I do appreciate your thoughts, Priscilla.
Perhaps dog tags are a symbol of war that’s often overlooked. Once they entered the fashion they’ve been stripped of their intended meaning. And purpose.
Thank you for visiting 🙂
Have a wonderful weekend. Surely you will be reading. Some more 🙂
A very interesting article, Pat. Just the words “dog tags” makes me shiver. Yet, I did not really know anything about the history of these words. “Being known, even in death” speaks volumes. Numbers, and statistics are exceptionally sad when referring to lives. To people.
Powerful words, tears brimming, “Who cried and uttered their names one last time?”
Interesting about the link to “the naughty dogs owners” and actual dog tags. And then, the “booming business.” Powerful words again, “…both a letter and a will, a cry for life and a farewell.”

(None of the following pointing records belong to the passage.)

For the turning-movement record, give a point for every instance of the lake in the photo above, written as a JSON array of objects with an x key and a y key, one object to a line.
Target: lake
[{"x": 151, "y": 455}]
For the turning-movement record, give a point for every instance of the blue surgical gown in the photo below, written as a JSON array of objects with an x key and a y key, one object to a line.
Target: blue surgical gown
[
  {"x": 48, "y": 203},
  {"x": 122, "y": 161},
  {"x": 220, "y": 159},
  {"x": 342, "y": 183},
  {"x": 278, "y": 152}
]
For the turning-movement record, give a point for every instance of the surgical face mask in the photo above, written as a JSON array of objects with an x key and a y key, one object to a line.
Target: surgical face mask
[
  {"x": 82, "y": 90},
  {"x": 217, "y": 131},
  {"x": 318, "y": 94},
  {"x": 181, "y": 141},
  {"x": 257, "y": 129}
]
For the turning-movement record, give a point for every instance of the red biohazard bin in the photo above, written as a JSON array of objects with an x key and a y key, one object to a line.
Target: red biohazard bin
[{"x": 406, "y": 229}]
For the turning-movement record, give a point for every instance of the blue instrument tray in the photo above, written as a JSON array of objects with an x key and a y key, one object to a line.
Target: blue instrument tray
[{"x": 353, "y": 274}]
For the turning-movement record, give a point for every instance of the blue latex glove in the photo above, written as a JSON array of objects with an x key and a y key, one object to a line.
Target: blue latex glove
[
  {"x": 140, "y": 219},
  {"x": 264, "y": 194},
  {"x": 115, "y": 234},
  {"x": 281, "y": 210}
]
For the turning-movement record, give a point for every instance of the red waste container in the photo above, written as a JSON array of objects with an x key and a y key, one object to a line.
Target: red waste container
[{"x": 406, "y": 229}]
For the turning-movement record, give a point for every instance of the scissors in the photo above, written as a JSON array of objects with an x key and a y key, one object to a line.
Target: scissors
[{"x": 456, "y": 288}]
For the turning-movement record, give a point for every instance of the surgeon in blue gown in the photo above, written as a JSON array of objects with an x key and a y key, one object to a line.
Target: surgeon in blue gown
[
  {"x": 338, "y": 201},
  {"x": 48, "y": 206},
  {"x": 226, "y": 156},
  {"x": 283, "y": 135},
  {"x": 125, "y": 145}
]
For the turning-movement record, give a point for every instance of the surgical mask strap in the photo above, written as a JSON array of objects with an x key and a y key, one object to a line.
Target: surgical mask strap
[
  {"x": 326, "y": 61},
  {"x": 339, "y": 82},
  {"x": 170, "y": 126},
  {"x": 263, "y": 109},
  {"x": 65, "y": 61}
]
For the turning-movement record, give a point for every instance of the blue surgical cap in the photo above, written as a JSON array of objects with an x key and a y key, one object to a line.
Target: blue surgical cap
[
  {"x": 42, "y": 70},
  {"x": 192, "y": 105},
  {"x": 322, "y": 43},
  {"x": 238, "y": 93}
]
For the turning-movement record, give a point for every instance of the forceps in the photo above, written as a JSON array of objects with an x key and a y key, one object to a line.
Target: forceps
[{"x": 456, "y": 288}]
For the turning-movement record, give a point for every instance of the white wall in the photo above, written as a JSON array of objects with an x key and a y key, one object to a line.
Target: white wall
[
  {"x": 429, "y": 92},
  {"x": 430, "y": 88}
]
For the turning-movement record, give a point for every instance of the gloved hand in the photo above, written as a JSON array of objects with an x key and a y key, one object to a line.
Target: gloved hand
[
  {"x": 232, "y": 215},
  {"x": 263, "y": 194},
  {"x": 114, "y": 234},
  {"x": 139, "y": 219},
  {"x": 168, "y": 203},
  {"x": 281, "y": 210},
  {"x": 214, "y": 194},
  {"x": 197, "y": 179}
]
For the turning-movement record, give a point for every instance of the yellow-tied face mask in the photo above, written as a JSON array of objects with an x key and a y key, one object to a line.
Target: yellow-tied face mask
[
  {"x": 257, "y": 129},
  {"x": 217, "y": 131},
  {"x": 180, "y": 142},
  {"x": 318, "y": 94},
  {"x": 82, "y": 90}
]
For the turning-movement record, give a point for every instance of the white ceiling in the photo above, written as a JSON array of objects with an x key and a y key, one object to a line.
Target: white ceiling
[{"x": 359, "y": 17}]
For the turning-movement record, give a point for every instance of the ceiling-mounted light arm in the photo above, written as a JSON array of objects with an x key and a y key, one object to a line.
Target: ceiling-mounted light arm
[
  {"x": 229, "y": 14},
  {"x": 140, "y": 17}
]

Exceptional amount of research went into this post, Pat. A great deal of fascinating information. I appreciate you sharing.
Ah, Erica, happy to read your thoughts.
From a distance, soldiers look so brave outside their human core.
None wants to be forgotten in death, at least few are those who don’t care. It must be one of our most silenced fears.
Well, the research kind of went through my pores, but then I always bury myself in it and challenge myself to swim to the other shore 😉
Thank you so much for reading and commenting 🙂
Have a blessed weekend!
Great post Pat.
Thanking you kindly, David 🙂
Muy interesante. Es un tema que desconocía.
Thank you, Julio. So glad you found it interesting 🙂
I had no idea that there was such a long history of dog tags. Thanks for the fascinating post, Pat. 🙂
Thank you for visiting, Diana.
I, too, discovered their very long history the hard way – initially I thought it will be fun post to write. But I’m not one to shy away from a mountain of research, on the contrary 😉
Have a blessed Sunday!
Outstanding research, and so well written. Thank you for posting.
Thank you so much, Mike.
Your positive comment is highly appreciated 🙂
Hi Pat,
A most interesting story, thanks for sharing it.
Best Wishes
Kevin
Thank you so much, Kevin!
Have a lovely week further.
Thank you 🙂
A fascinating history, Pat. I thought dog tags were a modern invention, obviously I was wrong.
It took me by surprise too, Mark.
It is humbling to learn how priceless life (and the memory of it) always has been.